Belt sanders are great for removal of alot of stock quickly but not the best for finish sanding. With a belt sander you will always need to sand with the grain or else it will cause scratches that will show up when you stain and finish your project.


A Random Orbital sander is a better choice. You can get an aggresive grit for heavy removal or a finer grit for finish sanding plus you don't have to worry about which way you sand your project.

For sanders I would recommend the Porter-Cable line. I've always thought their sanders and routers were superior to any one elses.


----------



## KUIPORNG (Jan 11, 2006)

One reason for me to consider belt sander is sometimes I need to trim the wood a little bit to get a perfect fit... Can orbital sander do that? Think of installing hardwood on stairs as an example...


----------



## Big Dave (May 17, 2006)

If you need to trim a little off of a peice of wood then I would recommend a small hand plane

With an aggresive paper the orbital will remove wood rather quickly.


----------



## KUIPORNG (Jan 11, 2006)

I have a visa-pak black and decker 7.2 V handheld small trigangular sander... are those similar to orbital sander... doing similar action which is vibrating/shaking a lot... Just want to have an idea how orbital sander works...


----------



## Big Dave (May 17, 2006)

This is the one I would recommend.

http://www.lowes.com/lowes/lkn?action=productDetail&productId=241413-546-343K&lpage=none


----------



## NateHanson (Apr 15, 2007)

Big Dave said:


> If you need to trim a little off of a peice of wood then I would recommend a small hand plane


I'd second this advice. Using a belt sander for fitting joints is like using a blender to peel a potato. 
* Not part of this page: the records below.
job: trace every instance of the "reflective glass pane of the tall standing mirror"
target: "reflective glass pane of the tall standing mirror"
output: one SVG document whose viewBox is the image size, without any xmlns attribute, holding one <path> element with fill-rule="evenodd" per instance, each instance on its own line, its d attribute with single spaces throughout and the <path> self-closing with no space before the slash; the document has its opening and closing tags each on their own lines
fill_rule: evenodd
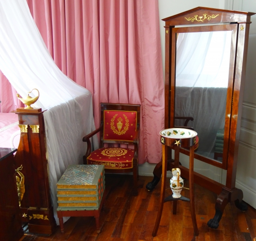
<svg viewBox="0 0 256 241">
<path fill-rule="evenodd" d="M 222 162 L 232 31 L 177 33 L 175 126 L 198 133 L 196 153 Z"/>
</svg>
If you want a general purpose sander, get a Random Orbit 5" palm sander. I too like the porter cable model. 

For trimming joints, get a chisel, and a block plane, and learn how to keep them sharp. It's much quicker, more accurate, and infinitely more pleasant than using a sander to remove wood.


----------



## KUIPORNG (Jan 11, 2006)

Thanks... for the advice... I most likely will get an orbital sander after reviewing..


----------